The CIA lags on China intelligence by at least a decade. Only in August did it moot the idea of a “China Mission Center,” which it finally announced on Oct. 7.
The center will reportedly make it easier to leverage agency resources to address the growing China threat, and intelligence failures of the last decade on all things Beijing, China, and the Chinese Communist Party (CCP). But without significantly more resources, the new center will be yet another agency fail.
The officials say American intelligence finds it increasingly difficult to penetrate Xi’s opaque decision-making and ever-more centralized control of the CCP.
Previously, a suspected Chinese mole escaped the United States and is now living abroad. CCP spies penetrated Taiwan’s National Security Agency. Chinese operators infiltrated the CIA’s hiring process.

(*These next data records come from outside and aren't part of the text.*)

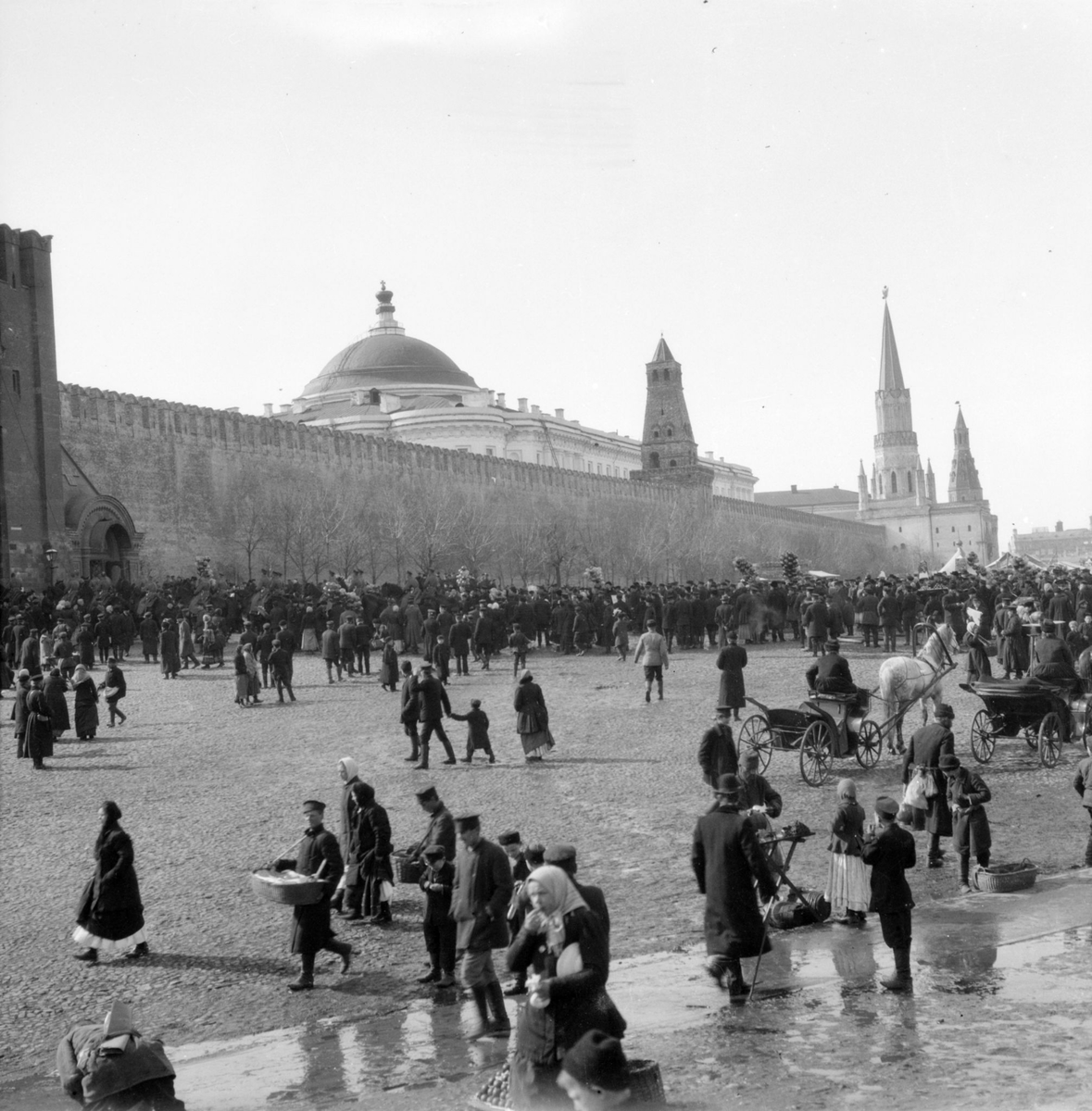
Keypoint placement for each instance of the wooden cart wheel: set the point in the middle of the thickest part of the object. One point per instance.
(1049, 739)
(870, 743)
(982, 738)
(759, 737)
(815, 749)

According to The New York Times, “Some officers met their sources at a restaurant where Chinese agents had planted listening devices, former officials said, and even the waiters worked for Chinese intelligence.”
Amateur hour at the CIA costs lives.
The agency’s current lack of Mandarin speakers, according to Bloomberg, is icing on Beijing’s cake.
The CIA and FBI have failed to address the many U.S. citizens who operate in gray areas of both business in China, the profit of which can be turned up and down by the CCP, and pro-Beijing political influence in Washington, which they can use to demonstrate their “friendship” for China.
The root cause of the CIA’s failure is therefore political, at both the macro and micro levels. Successive American presidents and congresses are too influenced by U.S. corporations profiting from trillions of dollars worth of business in China. Corporations would rather have Washington ignore the China threat than overturn their applecart of profits. Our top American political leadership, including the CIA’s leadership over multiple administrations, is therefore at fault. China analysts who are closest to the intel have understood the threat all along.
The political problem is also personal, in that the occasional insider threats within the CIA and other powerful American institutions are insufficiently patriotic. They apparently don’t understand that the CIA and other U.S. military and intelligence entities are absolutely critical in the fight against Beijing’s totalitarianism. They see America’s military, intelligence, and police capabilities as a threat to liberty, rather than its defense. We need better vetting and more patriotic teachers—from primary through graduate and post-professional training.
Now America’s applecart is rolling toward the cliff of defeat at the hands of Beijing. It’s unclear whether a last-minute reorientation of intelligence resources will make any difference. But we must try. At this point, along with doubling defense expenditures related to China, especially in terms of large weapons systems with strategic effect, America should be multiplying intelligence expenditures.
Expect more failures down the road until President Joe Biden and Congress do what’s really needed: put real resources behind the CIA.